For a new tactic, public health researchers have turned away from facts and reason and toward morals and values. They hypothesized that if they can deliver vaccines in a way that makes anti-vaccine parents feel right, they can finally put out the insidious and deadly movement. And indeed, in a preliminary study, they found evidence that vaccine-averse parents have different moral foundations than those who embrace vaccines.

In the first study of 1,007 parents, the researchers found that the most hesitant parents placed twice as much value on ideals of “purity” and “freedom” as parents with little hesitation. Those are two of the six value categories in the Moral Foundation Theory, which social psychologists developed years ago to untangle people’s moral judgments and decisions based on emotional or intuitive processes, not data and science.

The study, led by Emory University epidemiologist Avnika B. Amin, drew on that theory to break apart beliefs about vaccines. In it, the basis of purity relates to disapproval of things or actions perceived as ‘unnatural’ or ‘disgusting’. The freedom foundation is associated with placing a high value on personal freedoms and resenting the dominance of others. The other four foundations are:

  • Care: appreciation for caring for others, the opposite of harming others
  • Loyalty: Loyalty or patriotism within the group, while disapproving of betrayal
  • Honesty: valuing justice according to shared rules, while we dislike cheating
  • Authority: respect for and obedience to authority, resistance to subversion

Their findings, published this week in Nature human behavior, hint that some vaccine-averse parents may view vaccines as “unnatural” or “contaminated” or view the injections as forced upon them by dominant health and medical authorities. This seems to mirror the sentiments on prominent anti-vaccination websites, which dangerously suggest that exposing children to disease “naturally” is the best way to build their immunity and that vaccine policies violate parents’ civil liberties. violates.

Vaccine makeover

To sidestep that nonsense, Amin and colleagues suggest that more effective health campaigns could reformulate vaccines with slogans like:Boost your child’s natural defenses against illnesses! Keep your child free from infections – Vaccinate! Or “Take personal control of your child’s health! Vaccinations can help your child and others live a happy and healthy life.”
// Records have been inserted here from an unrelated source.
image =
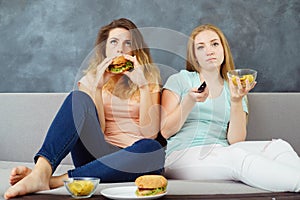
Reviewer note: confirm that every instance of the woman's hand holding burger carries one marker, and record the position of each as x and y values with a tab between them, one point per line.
102	76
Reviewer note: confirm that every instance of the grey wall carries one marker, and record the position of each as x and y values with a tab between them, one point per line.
43	43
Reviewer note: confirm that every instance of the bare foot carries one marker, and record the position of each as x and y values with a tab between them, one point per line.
33	182
18	173
37	180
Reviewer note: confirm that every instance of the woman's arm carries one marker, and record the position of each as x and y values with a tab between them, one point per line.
237	130
98	101
238	121
149	112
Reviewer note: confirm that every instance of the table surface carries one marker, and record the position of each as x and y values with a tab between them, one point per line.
254	196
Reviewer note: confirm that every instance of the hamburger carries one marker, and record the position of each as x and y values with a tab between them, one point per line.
149	185
120	64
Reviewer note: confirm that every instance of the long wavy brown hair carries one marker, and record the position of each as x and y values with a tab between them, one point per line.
126	88
191	62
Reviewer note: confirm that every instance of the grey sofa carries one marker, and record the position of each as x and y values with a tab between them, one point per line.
25	118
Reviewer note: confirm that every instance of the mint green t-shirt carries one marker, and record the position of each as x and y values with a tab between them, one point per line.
207	122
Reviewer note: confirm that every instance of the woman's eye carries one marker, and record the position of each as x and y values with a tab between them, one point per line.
200	47
128	43
215	44
113	42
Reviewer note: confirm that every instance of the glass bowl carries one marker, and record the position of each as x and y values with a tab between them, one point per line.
81	187
243	74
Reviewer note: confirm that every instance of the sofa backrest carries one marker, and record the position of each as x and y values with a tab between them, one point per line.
25	118
275	115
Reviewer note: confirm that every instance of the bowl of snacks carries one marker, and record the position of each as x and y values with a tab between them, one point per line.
243	75
81	187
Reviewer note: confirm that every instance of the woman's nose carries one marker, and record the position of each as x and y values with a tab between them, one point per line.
120	49
209	51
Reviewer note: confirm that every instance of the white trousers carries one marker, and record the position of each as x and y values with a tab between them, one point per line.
270	165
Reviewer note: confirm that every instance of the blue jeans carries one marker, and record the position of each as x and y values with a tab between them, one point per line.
76	129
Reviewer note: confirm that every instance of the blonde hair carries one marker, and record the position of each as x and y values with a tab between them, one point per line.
191	62
126	88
But those are just hypotheses. The study did not test the efficacy or perceptions of such slogans or whether they could influence vaccine opponents. The study also had other limitations, namely that it was a correlation study. In other words, it does not prove that the participants’ differences in moral bases actually caused their vaccine attitudes. Finally, the attitudes of the 1,007 participants may not match those of the general population, so the results may not be generalizable.
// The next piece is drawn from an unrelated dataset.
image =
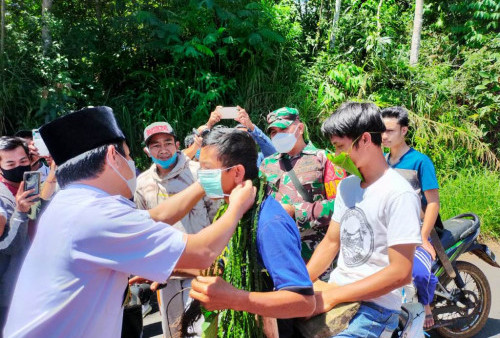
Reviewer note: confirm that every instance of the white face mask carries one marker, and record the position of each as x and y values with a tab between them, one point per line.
284	142
131	183
211	181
The participants were a convenience sample recruited through MTurk. To be eligible for the study, participants had to be between the ages of 18 and 50, live in the US, and have at least one child under the age of 13. -item Moral Foundations Questionnaire. Of the 1,007 who did so completely, 73 percent were classified as “little hesitant” for vaccines, while 11 percent were called moderately hesitant and 16 percent very hesitant.
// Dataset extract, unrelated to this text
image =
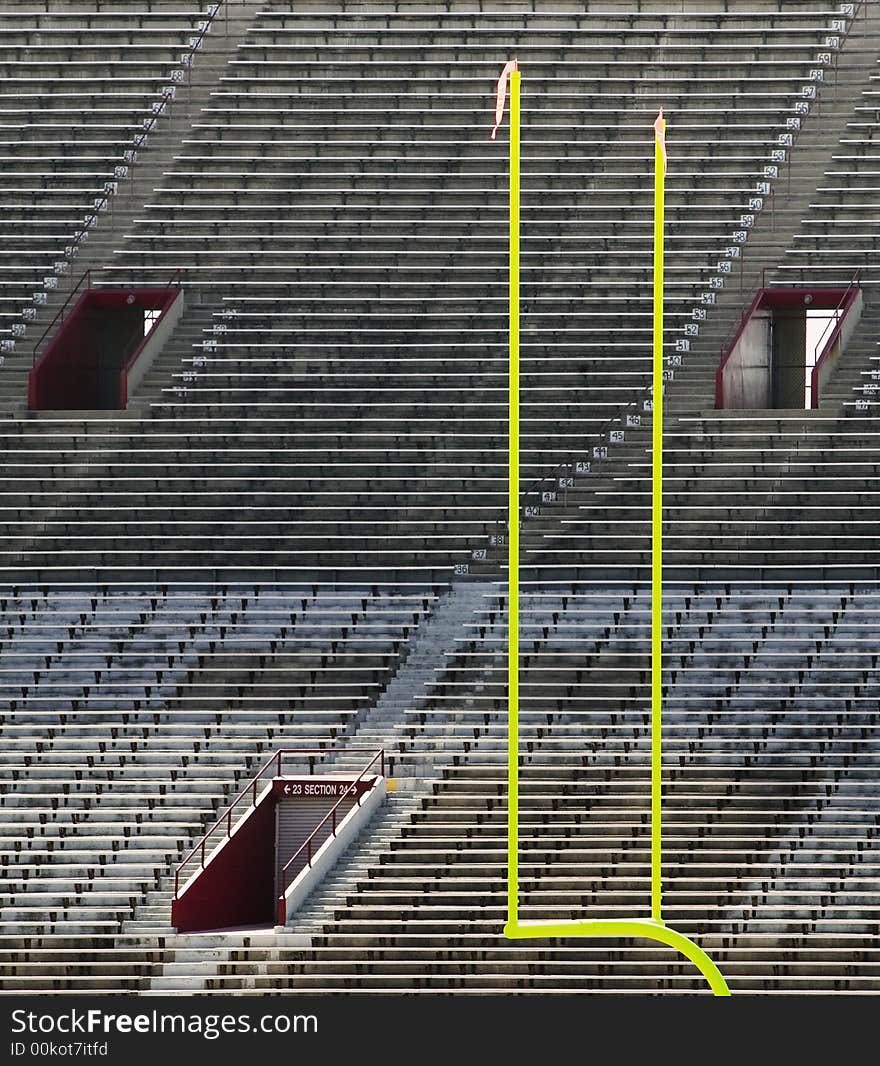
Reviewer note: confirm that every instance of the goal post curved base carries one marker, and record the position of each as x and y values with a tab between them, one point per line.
645	929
Although the hesitant groups were small, the researchers did a second follow-up study with 464 parents who supported the results. These participants were also recruited through MTurk and completed the same Moral Foundations Questionnaire. But they also completed a survey about their beliefs about vaccines. This included relaying their stance on statements such as “Vaccines contain poisons/toxins/contaminants” and “Vaccine mandates are excessive government control.” The researchers found that agreement with such statements was directly related to highly valued moral foundations of purity and freedom.

Researchers will have to do more work to replicate and fully understand these early findings. That said, the authors conclude that the findings “indicate a promising direction for the development of messaging interventions that are shaped by quantitative evidence and less dependent on common sense cues.”

Nature human behavior2017. DOI: 10.1038/s41562-017-0256-5 (About DOIs).